Но, конечно, виновник не один Сезанн, как бы ярка ни была его индивиду­альность (о роли индивидуальностей в истории искусства достаточно сказано). Теоретические заветы Сезанна были поддержаны извне очень серьезными "общими причинами". Этим причинам обязан успех кубистики. Я имею в виду прежде всего урбанизацию и механизацию всей современной культуры. Человечес­кий глаз в XX веке, глаз горожанина, приобрел привычку и вкус (одно с другим таинственно связано!) к не существующим в природе, подобно черному цвету, прямым линиям, к резко очерченным углам и объемам. Торжес­тво машины, механики, изменив лик цивилизации, отразилось и на эстетике новых поколений. Город, казармы, фабрики, трубы, могучие котлы, колеса, винты, математически рассчитанные фигуры сложных, подчас чудовищных орудий производства и разрушения (мы насмотрелись на них за последние войны!), гигантские инженерные сооружения, режущая четкость стальных линий, железная плоть слепых сил и чисел — как было не отлинять этим формам покоренной человеком материи на живописной форме, свободной от необходимости реалистически "передразнивать природу", как говорят нынче! Мы видели, что называл Сезанн "подражанием природе". Оно привело Сезанна к пространственному отвлечению. Его преемники, под влиянием все большей урбанизации вкуса, не боясь насмешек толпы (над чем толпа не смеялась и к чему не привыкала!), стали упрощать, обострять, гранить форму, придавая, вероятно бессознательно, картинам своим сходство с очертаниями тех казарм, фабрик и труб, которые глаз замечал на каждом шагу. После головокружительных завоеваний механики в области жизни произошла под конец механизация живописной формы.

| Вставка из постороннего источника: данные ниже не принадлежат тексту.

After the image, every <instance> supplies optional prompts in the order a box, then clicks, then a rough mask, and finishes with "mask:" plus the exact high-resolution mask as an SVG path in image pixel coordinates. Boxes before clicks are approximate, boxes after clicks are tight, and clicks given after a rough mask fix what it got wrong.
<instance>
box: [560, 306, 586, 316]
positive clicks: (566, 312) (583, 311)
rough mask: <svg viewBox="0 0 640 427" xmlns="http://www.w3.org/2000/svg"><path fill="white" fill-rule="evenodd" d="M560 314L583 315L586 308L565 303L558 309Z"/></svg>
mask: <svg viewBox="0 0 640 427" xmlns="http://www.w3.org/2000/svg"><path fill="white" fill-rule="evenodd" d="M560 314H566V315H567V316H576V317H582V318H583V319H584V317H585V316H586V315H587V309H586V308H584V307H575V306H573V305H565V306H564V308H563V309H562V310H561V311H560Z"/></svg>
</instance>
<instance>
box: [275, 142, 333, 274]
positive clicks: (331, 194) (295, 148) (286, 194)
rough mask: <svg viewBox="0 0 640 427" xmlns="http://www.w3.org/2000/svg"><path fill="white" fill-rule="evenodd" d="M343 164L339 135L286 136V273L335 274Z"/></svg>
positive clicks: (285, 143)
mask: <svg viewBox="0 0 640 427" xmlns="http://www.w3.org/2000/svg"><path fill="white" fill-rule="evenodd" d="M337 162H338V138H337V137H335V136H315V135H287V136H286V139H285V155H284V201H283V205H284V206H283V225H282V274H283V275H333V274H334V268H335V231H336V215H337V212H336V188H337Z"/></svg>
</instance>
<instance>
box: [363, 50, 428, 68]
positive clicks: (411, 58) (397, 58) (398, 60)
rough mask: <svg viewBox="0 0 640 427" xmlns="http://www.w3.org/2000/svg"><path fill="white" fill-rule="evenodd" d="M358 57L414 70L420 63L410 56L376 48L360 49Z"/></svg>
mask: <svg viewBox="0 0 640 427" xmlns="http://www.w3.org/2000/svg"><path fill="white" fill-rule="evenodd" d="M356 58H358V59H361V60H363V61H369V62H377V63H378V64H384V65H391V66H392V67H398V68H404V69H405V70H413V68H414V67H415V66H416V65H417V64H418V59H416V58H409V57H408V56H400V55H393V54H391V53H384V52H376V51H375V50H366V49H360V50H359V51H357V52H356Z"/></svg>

К геометрическим приемам построения формы художники прибегали и прежде. Всякий, кто учился рисовать, это знает. Во всех академиях при рисовании с гипсов учили и учат строить пластическую форму, схватывая ее геометрической схемой. Но эта вспомогательная рисовальная геометрия для установления соразмерности и характера форм так же мало похожа на кубис-тику, как не похожи леса строящегося здания на перпендикуляры и вертикали его каменной обработки.

В кубизме отвлеченная форма получила самостоятельное, автономное бытие. Природа, натура, в сущности, не нужна больше. Если художники еще вспоминают о натуре (обозначая названиями картины), то скорее по застарелой привычке. Во всяком случае, ничто не удерживает больше станковую живопись от беспредметности, от фактурных абстракций, от замены кистей и красок любым материалом, до кусков проволоки и трамвайных билетов включительно. Такова логика упадка. Искусство, которое не становит­ся богаче, становится беднее. Когда разрушен фундамент, валится все здание. Духовность, вдохновенная человечность — вот фундамент, на котором воздвиг­лось здание европейской живописи. Художники, заменившие душу механиз­мом, механизованной формой, произнесли приговор живописи. Ничто уж не могло удержать ее от стремительного упадка.

Однако кубизм не оказался бы, вероятно, явлением столь мощным, если бы не наличие других, в ту же сторону направляющих искусство сил. Дело в том, что почти одновременно с пришествием кубизма, параллельно ему, благодаря тем же "общим причинам", начались два не менее знаменательных процесса в живописи. Во-первых — то отчасти декоративное, под влиянием бежавшего от цивилизации на острова Таити Гогена, огрубение формы, которое питалось заимствованиями у народного лубка, у детского рисунка, у вывески, у скульп­туры дикарей и т. д. А во-вторых, современное, сверхсовременное цивилизо­ванное варварство, теорию и практику коего сами изобретатели назвали футуризмом.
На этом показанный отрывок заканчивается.